To serve humanity, an IIT-B Engineer turns into a Doctor!
Many of us fail to realize our self-actualization factor even till the end of our lives. But that is not the case with this man, who changed his entire professional career to serve the mankind. Here is the miracle story of a man, for whom humanity is the mission in life.
Dr Venkatraman Sadanand’s resume is so remarkable that it can inspire awe from just anyone. The IIT-Madras engineer, turned-economist, turned-paediatric neurosurgeon, believes in the theory of looking at patients not as just an assignment. This doctor who treats his patients as his own kith and kin as an irrevocable commitment, says that there are up to 20 million surgically treatable epileptic patients in India today. According to Dr Sadanand, “There are only around 1,000 surgeries scheduled in the country every year, so we are never going to catch up”. But that is not going to weaken his morale. He’s going to try whatever is feasible anyway.
Dr Sadanand, works as a professor of neurosurgery at the Loma Linda University Medical Centre in the US. His specialization area lies in the treatment of epilepsy. Though he lives in the US, but still he visits India four times every year to carry out free surgeries at hospitals in Kochi, Ahmedabad and Bangalore.
Sadanand, a doctor, who believes in putting “care” into healthcare literally, speaks in a very matter of fact way as he puts in, “I’ve always found it important to help people”. Not just India, Sadanand has carried out free surgeries in countries like Sri Lanka and the Philippines after they were hit by tsunami in 2004, and Haiti, when it was hit by the 2010 earthquake.
Sadanand, who got his BTech degree in electrical engineering in 1978, proudly says, “An institution like IIT gives you a perspective that prepares you to succeed”. According to him getting education in a country like India made him realize his privileged disposition. “I come from a middle-class family and found myself in an elite institution, when a lot of the world around me didn’t have any chance of getting an education”, he adds.
The graduation from IIT was not the ultimate career choice for Sadanand. Thus he joined the California Institute of Technology, from where he earned an MS and a PhD in economics. He published papers on economic competition and game theory in leading journals, and also received awards for teaching.
At such a point in career, where Sadanand was already a very successful professional, he found his passion in serving humanity and thus he chose to study medicine putting his golden career at stake. But his willpower to realize his passion was so strong that he completed an MD at University of Toronto, where he specialised in neurosurgery and focused on working in paediatric neurosurgery. As Sadanand recollects, as a teenager, he was always confused in choosing any one option out of engineering, medicine and physics. He says he joined IIT as it was his father’s wish, but he never regrets and decision taken so far.
But as it is said, education never goes wasted. Being trained and experienced in three different fields lets Sadanand to make optimal use of equipment, look into hospital management, talk about new surgical equipment, and teach neurosurgery at one go!

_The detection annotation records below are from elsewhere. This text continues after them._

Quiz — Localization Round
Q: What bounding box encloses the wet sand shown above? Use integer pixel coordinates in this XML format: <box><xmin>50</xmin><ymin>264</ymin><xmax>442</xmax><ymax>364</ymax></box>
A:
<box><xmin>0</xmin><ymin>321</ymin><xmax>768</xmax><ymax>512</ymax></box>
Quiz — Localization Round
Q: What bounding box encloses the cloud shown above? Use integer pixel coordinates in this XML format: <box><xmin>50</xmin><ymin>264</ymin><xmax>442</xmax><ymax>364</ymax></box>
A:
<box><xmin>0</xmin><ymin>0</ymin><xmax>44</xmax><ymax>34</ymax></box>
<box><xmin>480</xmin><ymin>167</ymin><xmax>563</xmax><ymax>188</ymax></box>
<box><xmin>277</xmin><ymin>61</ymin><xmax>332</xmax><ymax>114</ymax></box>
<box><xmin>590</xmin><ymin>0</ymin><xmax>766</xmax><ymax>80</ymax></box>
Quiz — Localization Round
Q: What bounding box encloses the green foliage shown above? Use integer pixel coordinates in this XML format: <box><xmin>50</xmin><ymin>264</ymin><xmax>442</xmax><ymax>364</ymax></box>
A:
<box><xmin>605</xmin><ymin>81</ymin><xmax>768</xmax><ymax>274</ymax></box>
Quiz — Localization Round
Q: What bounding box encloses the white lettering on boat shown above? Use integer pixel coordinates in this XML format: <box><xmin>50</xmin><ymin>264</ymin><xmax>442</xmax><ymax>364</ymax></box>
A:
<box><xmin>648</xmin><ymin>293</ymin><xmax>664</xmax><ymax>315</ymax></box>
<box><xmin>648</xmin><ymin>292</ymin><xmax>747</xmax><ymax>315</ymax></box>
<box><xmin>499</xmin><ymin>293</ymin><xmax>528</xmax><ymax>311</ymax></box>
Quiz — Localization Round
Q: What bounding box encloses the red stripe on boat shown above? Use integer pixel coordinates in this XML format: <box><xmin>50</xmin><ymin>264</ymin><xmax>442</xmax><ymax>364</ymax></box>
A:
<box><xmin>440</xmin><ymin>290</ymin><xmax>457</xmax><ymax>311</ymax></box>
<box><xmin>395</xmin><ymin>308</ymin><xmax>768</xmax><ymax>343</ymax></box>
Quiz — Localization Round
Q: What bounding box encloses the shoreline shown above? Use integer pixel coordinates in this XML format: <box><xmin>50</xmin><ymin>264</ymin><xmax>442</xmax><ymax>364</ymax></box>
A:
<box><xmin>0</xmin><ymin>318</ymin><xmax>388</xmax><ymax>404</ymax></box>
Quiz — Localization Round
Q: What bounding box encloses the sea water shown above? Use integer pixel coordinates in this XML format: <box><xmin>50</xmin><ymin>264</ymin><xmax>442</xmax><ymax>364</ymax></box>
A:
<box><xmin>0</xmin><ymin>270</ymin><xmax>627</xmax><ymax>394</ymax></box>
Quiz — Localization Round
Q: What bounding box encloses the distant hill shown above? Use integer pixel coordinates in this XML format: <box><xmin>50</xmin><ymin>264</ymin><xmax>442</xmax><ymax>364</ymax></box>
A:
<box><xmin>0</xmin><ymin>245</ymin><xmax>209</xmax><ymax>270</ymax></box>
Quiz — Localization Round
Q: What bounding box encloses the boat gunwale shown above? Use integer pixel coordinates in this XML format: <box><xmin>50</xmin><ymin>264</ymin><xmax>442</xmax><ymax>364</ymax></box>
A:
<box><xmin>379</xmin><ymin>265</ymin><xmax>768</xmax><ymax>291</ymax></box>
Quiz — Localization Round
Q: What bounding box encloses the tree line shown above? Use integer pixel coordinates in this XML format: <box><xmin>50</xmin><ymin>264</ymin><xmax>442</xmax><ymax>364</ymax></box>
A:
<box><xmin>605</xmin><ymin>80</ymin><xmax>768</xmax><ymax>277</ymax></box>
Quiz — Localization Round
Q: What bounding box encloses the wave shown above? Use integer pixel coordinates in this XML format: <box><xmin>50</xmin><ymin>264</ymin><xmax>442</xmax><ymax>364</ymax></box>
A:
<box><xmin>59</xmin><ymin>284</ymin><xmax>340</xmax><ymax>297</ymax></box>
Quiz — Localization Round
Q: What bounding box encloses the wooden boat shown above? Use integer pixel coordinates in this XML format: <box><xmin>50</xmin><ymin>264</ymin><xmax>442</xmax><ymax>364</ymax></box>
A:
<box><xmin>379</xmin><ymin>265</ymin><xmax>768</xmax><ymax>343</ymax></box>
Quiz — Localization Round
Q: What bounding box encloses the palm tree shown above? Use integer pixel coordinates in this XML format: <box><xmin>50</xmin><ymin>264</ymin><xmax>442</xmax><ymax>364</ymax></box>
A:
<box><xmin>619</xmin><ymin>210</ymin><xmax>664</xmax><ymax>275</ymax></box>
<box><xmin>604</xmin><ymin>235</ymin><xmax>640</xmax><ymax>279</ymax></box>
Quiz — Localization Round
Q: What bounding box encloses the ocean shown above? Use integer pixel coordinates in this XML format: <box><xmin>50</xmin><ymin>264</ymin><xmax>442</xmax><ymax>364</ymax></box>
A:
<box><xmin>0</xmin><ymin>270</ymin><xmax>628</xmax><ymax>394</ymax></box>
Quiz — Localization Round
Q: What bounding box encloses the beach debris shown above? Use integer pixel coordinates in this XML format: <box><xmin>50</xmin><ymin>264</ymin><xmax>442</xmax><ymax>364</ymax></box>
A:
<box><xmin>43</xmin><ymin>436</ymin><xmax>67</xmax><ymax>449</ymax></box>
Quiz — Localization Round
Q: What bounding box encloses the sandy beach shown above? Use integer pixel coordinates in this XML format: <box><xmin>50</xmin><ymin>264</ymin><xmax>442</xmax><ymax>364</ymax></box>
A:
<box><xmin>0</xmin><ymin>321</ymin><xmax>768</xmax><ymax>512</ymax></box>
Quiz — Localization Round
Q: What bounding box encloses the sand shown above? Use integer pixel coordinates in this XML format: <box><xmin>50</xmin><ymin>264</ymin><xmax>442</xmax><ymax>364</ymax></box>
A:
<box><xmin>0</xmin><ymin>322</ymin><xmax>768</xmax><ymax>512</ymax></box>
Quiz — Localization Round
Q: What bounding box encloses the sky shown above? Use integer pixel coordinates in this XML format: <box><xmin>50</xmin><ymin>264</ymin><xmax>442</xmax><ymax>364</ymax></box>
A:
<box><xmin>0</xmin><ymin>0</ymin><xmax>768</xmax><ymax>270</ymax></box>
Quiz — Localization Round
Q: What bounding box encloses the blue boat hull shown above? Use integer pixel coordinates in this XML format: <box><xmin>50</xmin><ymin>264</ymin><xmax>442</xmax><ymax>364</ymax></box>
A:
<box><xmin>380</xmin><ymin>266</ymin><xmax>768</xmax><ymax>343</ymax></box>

According to Sadanand, India has experienced changes at a very fast pace over the past few years. He says. “Some changes worry me and some make me happy. I’m glad about the galloping changes in technology. The other part is we are losing our sense of identity and trying to acquire one that may not be ours.”
Sadanand has been practicing in the US for 11 years now, but his attitude and approach still remains Indian. He believes medical care is a healing process which doesn’t just treat the body, but also the mind and spirit of the patient, leading them to a fuller recovery. According to Sadanand, “I believe that caring for someone must include treatment of diseases, medical interventions, spending time with patients and their families, taking all measures in patient education to prevent diseases, and finally do my best to enable the patient to get back to their normal lives.”
Sadanand quotes Hippocrates, “It is more important to know what sort of person has a disease than to know what sort of disease a person has.” And to this he adds, “I believe it is even better to know well both the disease and the person.” Where according to today’s belief that good healthcare is technical excellence, Sadanand feels, “Good healthcare is the delivery of excellence combined with compassion, love and an approach to address the whole patient whose body, mind and soul present to the doctor. Only then does a doctor rise to become a healer.”
Sadanand was one of 10 achievers that IIT-Madras on Thursday honoured with its. On 17th April, 2014, at IIT Madras’s 55th Institute Day, Sadanand was honoured with the Distinguished Alumnus Award 2014, along with other 9 achievers.